A few years ago, Warners decided to go ahead and try to conjure up its own take, working with Wrath Of The Titans/Red Riding Hood writer David Leslie Johnson’s script Chainmail – itself based on a more obscure game crafted by Dungeons designer Gary Gygax – and having him re-work it to focus on the ideas from the main title before it had locked down rights from Hasbro. That company instead chose to push ahead on a film deal with Universal, and Warners began talking to Solomon and Sweetpea about using their rights instead. Hasbro objected, claiming Sweetpea’s rights had reverted to it, and thus began the battle. Now, the studio and the toy giant have apparently made a deal that allows Warners to go ahead, though no one has heard what Universal thinks about the idea.

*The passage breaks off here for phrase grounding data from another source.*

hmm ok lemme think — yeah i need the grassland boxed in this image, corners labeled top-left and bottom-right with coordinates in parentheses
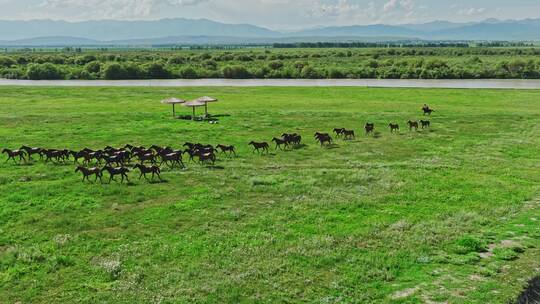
top-left (0, 86), bottom-right (539, 303)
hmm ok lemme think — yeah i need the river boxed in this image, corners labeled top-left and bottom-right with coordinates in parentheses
top-left (0, 78), bottom-right (539, 89)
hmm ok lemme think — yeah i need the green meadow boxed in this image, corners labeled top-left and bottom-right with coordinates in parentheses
top-left (0, 86), bottom-right (539, 303)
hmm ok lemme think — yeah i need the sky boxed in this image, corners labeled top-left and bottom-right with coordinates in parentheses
top-left (0, 0), bottom-right (538, 30)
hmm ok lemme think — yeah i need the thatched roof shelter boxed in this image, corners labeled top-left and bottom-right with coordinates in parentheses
top-left (183, 100), bottom-right (207, 118)
top-left (161, 97), bottom-right (186, 117)
top-left (193, 96), bottom-right (218, 115)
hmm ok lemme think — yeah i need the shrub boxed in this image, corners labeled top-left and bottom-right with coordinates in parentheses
top-left (178, 67), bottom-right (198, 79)
top-left (222, 65), bottom-right (251, 79)
top-left (145, 62), bottom-right (171, 79)
top-left (26, 63), bottom-right (64, 80)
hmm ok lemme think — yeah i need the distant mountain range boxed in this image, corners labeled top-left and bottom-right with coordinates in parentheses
top-left (0, 18), bottom-right (539, 46)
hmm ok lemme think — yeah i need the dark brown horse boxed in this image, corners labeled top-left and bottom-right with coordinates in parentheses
top-left (315, 133), bottom-right (332, 146)
top-left (249, 141), bottom-right (269, 154)
top-left (101, 166), bottom-right (130, 183)
top-left (198, 151), bottom-right (216, 165)
top-left (365, 123), bottom-right (375, 135)
top-left (133, 164), bottom-right (162, 181)
top-left (216, 144), bottom-right (236, 156)
top-left (20, 146), bottom-right (42, 160)
top-left (75, 166), bottom-right (102, 182)
top-left (160, 152), bottom-right (184, 168)
top-left (2, 148), bottom-right (26, 163)
top-left (408, 120), bottom-right (419, 131)
top-left (420, 120), bottom-right (431, 129)
top-left (282, 133), bottom-right (302, 146)
top-left (333, 128), bottom-right (346, 137)
top-left (272, 137), bottom-right (288, 150)
top-left (388, 123), bottom-right (399, 133)
top-left (343, 129), bottom-right (355, 140)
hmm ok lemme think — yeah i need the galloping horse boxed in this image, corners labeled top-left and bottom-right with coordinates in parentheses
top-left (197, 151), bottom-right (216, 165)
top-left (249, 141), bottom-right (269, 154)
top-left (408, 121), bottom-right (419, 131)
top-left (2, 148), bottom-right (26, 164)
top-left (365, 123), bottom-right (375, 135)
top-left (133, 164), bottom-right (162, 181)
top-left (343, 129), bottom-right (355, 140)
top-left (315, 132), bottom-right (332, 146)
top-left (217, 144), bottom-right (236, 156)
top-left (282, 133), bottom-right (302, 146)
top-left (75, 166), bottom-right (102, 182)
top-left (420, 120), bottom-right (431, 129)
top-left (388, 123), bottom-right (399, 133)
top-left (272, 137), bottom-right (288, 150)
top-left (160, 152), bottom-right (184, 168)
top-left (101, 166), bottom-right (130, 183)
top-left (20, 146), bottom-right (42, 160)
top-left (333, 128), bottom-right (346, 138)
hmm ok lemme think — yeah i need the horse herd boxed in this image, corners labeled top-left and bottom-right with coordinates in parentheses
top-left (2, 106), bottom-right (435, 184)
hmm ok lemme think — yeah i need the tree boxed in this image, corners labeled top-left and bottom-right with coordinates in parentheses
top-left (102, 63), bottom-right (126, 80)
top-left (222, 65), bottom-right (251, 79)
top-left (145, 62), bottom-right (171, 79)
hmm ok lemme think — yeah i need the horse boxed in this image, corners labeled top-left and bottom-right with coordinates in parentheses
top-left (103, 155), bottom-right (123, 167)
top-left (342, 129), bottom-right (355, 140)
top-left (422, 105), bottom-right (434, 115)
top-left (333, 128), bottom-right (346, 137)
top-left (183, 148), bottom-right (199, 162)
top-left (282, 133), bottom-right (302, 146)
top-left (133, 164), bottom-right (162, 181)
top-left (160, 152), bottom-right (184, 168)
top-left (272, 137), bottom-right (288, 150)
top-left (43, 149), bottom-right (65, 163)
top-left (315, 133), bottom-right (332, 146)
top-left (388, 123), bottom-right (399, 133)
top-left (20, 146), bottom-right (42, 160)
top-left (198, 151), bottom-right (216, 165)
top-left (420, 120), bottom-right (431, 129)
top-left (365, 123), bottom-right (375, 135)
top-left (408, 120), bottom-right (419, 131)
top-left (249, 141), bottom-right (269, 154)
top-left (137, 152), bottom-right (156, 165)
top-left (216, 144), bottom-right (236, 156)
top-left (2, 148), bottom-right (26, 164)
top-left (75, 166), bottom-right (102, 182)
top-left (101, 166), bottom-right (130, 183)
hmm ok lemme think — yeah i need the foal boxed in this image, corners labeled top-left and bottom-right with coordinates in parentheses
top-left (133, 164), bottom-right (162, 181)
top-left (2, 148), bottom-right (26, 164)
top-left (102, 166), bottom-right (130, 183)
top-left (75, 166), bottom-right (102, 182)
top-left (249, 141), bottom-right (269, 154)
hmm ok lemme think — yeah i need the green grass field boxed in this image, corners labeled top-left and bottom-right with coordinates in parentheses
top-left (0, 86), bottom-right (539, 303)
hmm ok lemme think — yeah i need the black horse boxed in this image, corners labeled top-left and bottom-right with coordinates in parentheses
top-left (2, 148), bottom-right (26, 164)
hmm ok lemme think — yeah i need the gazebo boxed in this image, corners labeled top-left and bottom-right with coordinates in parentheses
top-left (193, 96), bottom-right (218, 116)
top-left (183, 100), bottom-right (207, 120)
top-left (161, 97), bottom-right (186, 117)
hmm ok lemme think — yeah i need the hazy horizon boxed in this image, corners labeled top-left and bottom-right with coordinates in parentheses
top-left (0, 0), bottom-right (538, 30)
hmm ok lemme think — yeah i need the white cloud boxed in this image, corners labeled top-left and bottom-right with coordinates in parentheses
top-left (458, 7), bottom-right (487, 16)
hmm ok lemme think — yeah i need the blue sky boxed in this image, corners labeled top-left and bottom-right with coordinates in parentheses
top-left (0, 0), bottom-right (538, 29)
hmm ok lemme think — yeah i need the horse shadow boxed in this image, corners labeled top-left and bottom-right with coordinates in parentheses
top-left (206, 165), bottom-right (225, 170)
top-left (325, 143), bottom-right (340, 149)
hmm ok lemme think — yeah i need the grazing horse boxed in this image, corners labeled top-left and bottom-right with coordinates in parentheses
top-left (420, 120), bottom-right (431, 129)
top-left (133, 164), bottom-right (162, 181)
top-left (249, 141), bottom-right (269, 154)
top-left (408, 121), bottom-right (419, 131)
top-left (75, 166), bottom-right (102, 182)
top-left (2, 148), bottom-right (26, 163)
top-left (160, 152), bottom-right (184, 168)
top-left (20, 146), bottom-right (42, 160)
top-left (422, 105), bottom-right (434, 115)
top-left (343, 129), bottom-right (355, 140)
top-left (333, 128), bottom-right (346, 138)
top-left (365, 123), bottom-right (375, 135)
top-left (216, 144), bottom-right (236, 156)
top-left (272, 137), bottom-right (288, 150)
top-left (388, 123), bottom-right (399, 133)
top-left (315, 133), bottom-right (332, 146)
top-left (101, 166), bottom-right (130, 183)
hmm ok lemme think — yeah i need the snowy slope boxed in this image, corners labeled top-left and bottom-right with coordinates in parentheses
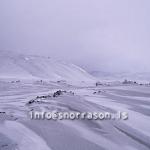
top-left (0, 51), bottom-right (94, 82)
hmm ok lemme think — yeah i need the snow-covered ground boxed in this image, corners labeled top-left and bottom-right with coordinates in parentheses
top-left (0, 79), bottom-right (150, 150)
top-left (0, 51), bottom-right (150, 150)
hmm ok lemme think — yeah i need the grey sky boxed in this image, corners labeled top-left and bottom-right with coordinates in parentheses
top-left (0, 0), bottom-right (150, 72)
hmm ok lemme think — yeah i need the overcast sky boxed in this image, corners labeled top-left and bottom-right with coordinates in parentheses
top-left (0, 0), bottom-right (150, 72)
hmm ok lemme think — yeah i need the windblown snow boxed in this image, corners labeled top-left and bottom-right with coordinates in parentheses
top-left (0, 50), bottom-right (150, 150)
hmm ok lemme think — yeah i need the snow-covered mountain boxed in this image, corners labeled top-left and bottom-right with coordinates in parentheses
top-left (0, 51), bottom-right (94, 82)
top-left (91, 70), bottom-right (150, 82)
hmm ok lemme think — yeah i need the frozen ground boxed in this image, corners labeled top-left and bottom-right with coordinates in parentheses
top-left (0, 80), bottom-right (150, 150)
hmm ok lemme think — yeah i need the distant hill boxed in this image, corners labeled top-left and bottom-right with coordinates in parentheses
top-left (91, 70), bottom-right (150, 82)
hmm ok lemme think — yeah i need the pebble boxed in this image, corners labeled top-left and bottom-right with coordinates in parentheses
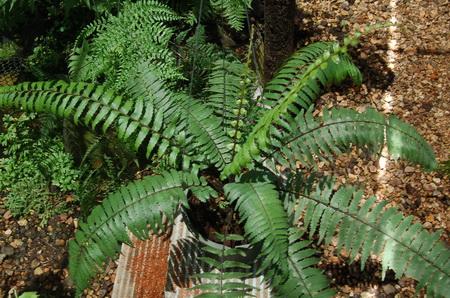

If there’s an Indominus Rex stalking towards the Warner lot this week, we know what happened.
Still, Warners appears confident it can finally proceed. “We are so excited about bringing the world of Dungeons & Dragons to life on the big screen,” Greg Silverman, Warner Bros. president of creative development and worldwide production said in a statement. “This is far and away the most well-known brand in fantasy, which is the genre that drives the most passionate film followings. D&D has endless creative possibilities, giving our filmmakers immense opportunities to delight and thrill both fans and moviegoers new to the property.” Please just make this better than the one Jeremy Irons and Marlon Wayans probably wish they could scrub from their CVs.